1. Logement occupé : définition et enjeux dans le cadre de MaPrimeAdapt’

Dans le cadre des aides à l’adaptation du logement, l’expression logement occupé désigne un bien immobilier dans lequel réside son occupant (propriétaire ou locataire) au moment où les travaux sont réalisés. C’est la situation la plus fréquente lorsqu’il s’agit d’adapter un domicile à la perte d’autonomie ou au vieillissement : la personne concernée continue de vivre chez elle pendant toute la durée du chantier.

Cette situation est la norme pour MaPrimeAdapt’, dont l’une des conditions d’éligibilité fondamentales est précisément que le logement constitue la résidence principale du demandeur.
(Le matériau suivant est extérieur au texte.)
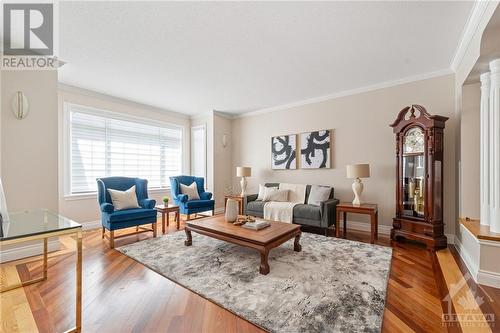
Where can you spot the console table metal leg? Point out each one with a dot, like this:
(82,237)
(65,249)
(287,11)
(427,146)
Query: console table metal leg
(45,255)
(296,244)
(189,240)
(337,224)
(78,281)
(345,224)
(264,264)
(163,222)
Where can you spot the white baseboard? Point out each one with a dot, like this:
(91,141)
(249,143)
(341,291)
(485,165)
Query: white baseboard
(464,255)
(20,252)
(91,225)
(488,278)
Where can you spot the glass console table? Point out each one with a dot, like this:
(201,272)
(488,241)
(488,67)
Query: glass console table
(41,224)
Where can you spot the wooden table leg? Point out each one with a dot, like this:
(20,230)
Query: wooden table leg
(163,222)
(78,281)
(264,264)
(296,243)
(374,227)
(337,224)
(45,255)
(189,240)
(345,224)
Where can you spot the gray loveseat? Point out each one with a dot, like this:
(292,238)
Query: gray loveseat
(322,216)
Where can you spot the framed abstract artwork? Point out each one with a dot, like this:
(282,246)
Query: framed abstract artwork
(284,152)
(315,149)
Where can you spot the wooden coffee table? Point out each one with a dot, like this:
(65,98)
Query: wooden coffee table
(262,240)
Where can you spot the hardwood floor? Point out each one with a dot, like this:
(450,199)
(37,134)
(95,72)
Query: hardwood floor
(121,295)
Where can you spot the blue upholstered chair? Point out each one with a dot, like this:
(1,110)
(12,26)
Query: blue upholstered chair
(192,206)
(113,220)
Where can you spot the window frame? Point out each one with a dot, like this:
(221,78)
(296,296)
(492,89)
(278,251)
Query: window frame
(205,166)
(90,110)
Il n’est donc pas question d’un logement vacant ou d’une résidence secondaire : les travaux se déroulent dans un environnement de vie quotidien, avec toutes les contraintes que cela implique.
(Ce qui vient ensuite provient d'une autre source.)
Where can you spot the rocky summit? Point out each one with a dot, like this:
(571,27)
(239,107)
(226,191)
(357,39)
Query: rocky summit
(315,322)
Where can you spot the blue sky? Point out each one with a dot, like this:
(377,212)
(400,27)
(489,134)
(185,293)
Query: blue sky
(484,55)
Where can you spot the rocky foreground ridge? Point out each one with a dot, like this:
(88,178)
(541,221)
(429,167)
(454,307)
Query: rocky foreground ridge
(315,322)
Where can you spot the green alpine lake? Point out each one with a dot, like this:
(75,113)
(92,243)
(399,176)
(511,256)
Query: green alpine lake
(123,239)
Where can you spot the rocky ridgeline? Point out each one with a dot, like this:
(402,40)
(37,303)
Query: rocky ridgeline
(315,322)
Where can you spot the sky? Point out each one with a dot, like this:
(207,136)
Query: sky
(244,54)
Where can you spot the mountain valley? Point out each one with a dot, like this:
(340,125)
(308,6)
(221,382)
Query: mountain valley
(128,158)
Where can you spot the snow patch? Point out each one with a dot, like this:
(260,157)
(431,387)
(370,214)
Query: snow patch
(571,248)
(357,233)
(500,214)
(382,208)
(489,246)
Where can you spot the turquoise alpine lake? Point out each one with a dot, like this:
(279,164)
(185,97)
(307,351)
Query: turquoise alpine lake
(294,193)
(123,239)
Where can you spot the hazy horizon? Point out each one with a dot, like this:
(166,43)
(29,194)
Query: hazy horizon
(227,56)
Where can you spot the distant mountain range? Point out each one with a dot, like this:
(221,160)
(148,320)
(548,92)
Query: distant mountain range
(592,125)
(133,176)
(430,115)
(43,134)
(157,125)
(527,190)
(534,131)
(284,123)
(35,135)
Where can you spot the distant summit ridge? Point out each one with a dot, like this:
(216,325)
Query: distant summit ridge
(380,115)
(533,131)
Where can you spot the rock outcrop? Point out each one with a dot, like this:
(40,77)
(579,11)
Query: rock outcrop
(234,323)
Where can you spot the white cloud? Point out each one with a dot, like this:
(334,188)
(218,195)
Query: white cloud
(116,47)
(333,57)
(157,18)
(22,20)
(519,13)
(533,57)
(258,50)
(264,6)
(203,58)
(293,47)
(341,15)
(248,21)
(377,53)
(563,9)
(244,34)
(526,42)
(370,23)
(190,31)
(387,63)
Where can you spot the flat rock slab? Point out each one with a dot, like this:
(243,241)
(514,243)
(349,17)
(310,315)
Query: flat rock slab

Pourquoi cette notion est centrale

  • Les occupants (souvent âgés ou en situation de fragilité) vivent sur le chantier
  • Les déplacements dans le logement sont perturbés, parfois dangereux
  • Certaines pièces clés (salle de bain, cuisine) peuvent être temporairement inaccessibles
  • La poussière, le bruit et les variations de température affectent le confort et la santé
  • La sécurité électrique et structurelle doit être maintenue en permanence

La présence d’un occupant fragile (personne âgée, personne en situation de handicap, aidant épuisé) transforme fondamentalement la nature du chantier. Un artisan expérimenté en adaptation du logement le sait : intervenir chez un particulier qui continue d’y vivre impose une organisation rigoureuse, une communication permanente, et une vigilance accrue à chaque étape.

2. Les risques spécifiques liés aux travaux en logement occupé

Travailler dans un logement occupé présente des risques bien distincts de ceux d’un chantier classique dans un bâtiment vide. Ces risques concernent à la fois l’occupant et les artisans intervenants. Les identifier précisément est la première étape pour les prévenir.

Risques pour l’occupant pendant les travaux

⚠️ Risques physiques immédiats

  • Chutes liées aux obstacles de chantier (outils, câbles, gravats au sol)
  • Glissades sur des surfaces poussiéreuses ou mouillées
  • Coupures ou blessures dues aux matériaux en cours de pose
  • Risques électriques lors de travaux sur l’installation électrique
  • Inhalation de poussières (plâtre, sciure, amiante dans les logements anciens)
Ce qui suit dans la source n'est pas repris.